Secondo la tradizione, Petrarca si sarebbe accinto alla composizione di questo trattato nell’amata Valchiusa, durante i giorni della Quaresima del 1346. L’occasione deriverebbe dal breve soggiorno in Valchiusa di Filippo di Cabassoles (1305-1372), ambasciatore pontificio, vescovo di Cavaillon e infine patriarca di Gerusalemme, nonché carissimo amico del poeta. I due discutono per due settimane dei vantaggi della solitudine e della vita ritirata e serena per l’uomo di lettere, che può così dedicarsi pienamente allo studio.

Il De vita solitaria verrà più volte ripreso e rielaborato dall’autore, e verrà pubblicato solo nel 1366.

 

Le tematiche del “De vita solitaria”

 

Nel Proemio del De vita solitaria Petrarca, dedicando l‘opera all’amico vescovo Filippo, tratteggia l’ideale locus amoenus - assai simile alla sua Valchiusa - in cui il sapiente dovrebbe ritirarsi per dedicarsi in pace ai propri studi, lontano dalla confusione e dalle preoccupazioni della vita cittadina. Nel primo libro vengono espresse le argomentazioni del poeta su questa condizione ideale di vita. La solitudine, oltre a favorire lo studio e la creazione artistica, migliora l’essere umano, aiutandolo nella conquista della pace interiore e nel raggiungimento di un più sereno esame di coscienza personale, utile al costante autoperfezionamento di sé.

La solitudine è dunque per Petrarca un modello etico, una dura disciplina morale e intellettuale, che implica la rinuncia ad ogni altra attività, se non quella pura e disinteressata dello studio e dell’erudizione. Questo è del resto un ideale profondamente umanistico, modellato a sua volta sull’otium litteratum degli autori classici latini, tra cui il riferimento più citato è Seneca e, in generale, la corrente stoica.

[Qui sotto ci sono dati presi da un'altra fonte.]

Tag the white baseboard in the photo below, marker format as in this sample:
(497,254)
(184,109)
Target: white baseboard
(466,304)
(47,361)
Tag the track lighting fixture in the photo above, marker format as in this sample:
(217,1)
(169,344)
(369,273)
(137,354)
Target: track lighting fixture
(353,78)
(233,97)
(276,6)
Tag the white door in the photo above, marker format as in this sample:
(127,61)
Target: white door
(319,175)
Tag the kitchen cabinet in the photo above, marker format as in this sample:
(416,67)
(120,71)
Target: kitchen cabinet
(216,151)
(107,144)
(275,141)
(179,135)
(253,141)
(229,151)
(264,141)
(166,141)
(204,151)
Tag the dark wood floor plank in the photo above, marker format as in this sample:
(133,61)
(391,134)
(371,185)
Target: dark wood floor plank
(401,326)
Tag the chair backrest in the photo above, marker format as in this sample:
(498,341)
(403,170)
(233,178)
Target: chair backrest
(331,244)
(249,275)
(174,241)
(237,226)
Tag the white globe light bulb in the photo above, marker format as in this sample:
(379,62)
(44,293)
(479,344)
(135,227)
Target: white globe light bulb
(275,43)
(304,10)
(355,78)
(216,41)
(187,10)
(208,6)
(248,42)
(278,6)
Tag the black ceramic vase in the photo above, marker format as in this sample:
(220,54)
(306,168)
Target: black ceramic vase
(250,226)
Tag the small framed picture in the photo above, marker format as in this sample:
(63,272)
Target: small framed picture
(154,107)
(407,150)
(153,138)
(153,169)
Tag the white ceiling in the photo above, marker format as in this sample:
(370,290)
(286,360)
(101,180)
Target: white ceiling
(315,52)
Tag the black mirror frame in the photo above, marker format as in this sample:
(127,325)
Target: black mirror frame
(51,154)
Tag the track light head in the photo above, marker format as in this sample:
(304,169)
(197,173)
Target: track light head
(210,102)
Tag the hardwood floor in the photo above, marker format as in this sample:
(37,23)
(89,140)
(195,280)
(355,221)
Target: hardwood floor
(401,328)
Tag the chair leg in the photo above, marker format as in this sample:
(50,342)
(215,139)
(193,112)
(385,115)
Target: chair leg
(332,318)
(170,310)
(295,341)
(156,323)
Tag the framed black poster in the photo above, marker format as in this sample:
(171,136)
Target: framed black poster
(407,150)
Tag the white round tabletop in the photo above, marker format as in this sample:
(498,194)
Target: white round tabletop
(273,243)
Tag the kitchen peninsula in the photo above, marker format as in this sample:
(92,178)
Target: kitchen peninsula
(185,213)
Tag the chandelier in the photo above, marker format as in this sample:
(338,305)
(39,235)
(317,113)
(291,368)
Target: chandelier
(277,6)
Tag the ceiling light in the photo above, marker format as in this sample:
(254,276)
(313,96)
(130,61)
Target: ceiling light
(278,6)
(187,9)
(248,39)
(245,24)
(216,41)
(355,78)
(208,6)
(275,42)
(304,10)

Nel secondo libro, l’autore suggerisce una serie di esempi, tratti dall’antichità o dalla storia biblico-cristiana, di uomini e spiriti eletti che hanno raggiunto l’ideale pace della solitudine. Dall’Antico Testamento sono presenti Abramo, Isacco, Giacobbe e i profeti Elia, Eliseo e Geremia; dalla tradizione cristiana i Padri della Chiesa (Sant’Ambrogio, Sant’Agostino e san Gregorio Magno), insieme ai santi Benedetto e Francesco; dalla storia classica sono presenti invece filosofi, oratori e condottieri vari. Nella conclusione del De vita solitaria Petrarca invita il suo amico Filippo da Cabassoles a tornare al godimento di una vita pacifica e solitaria.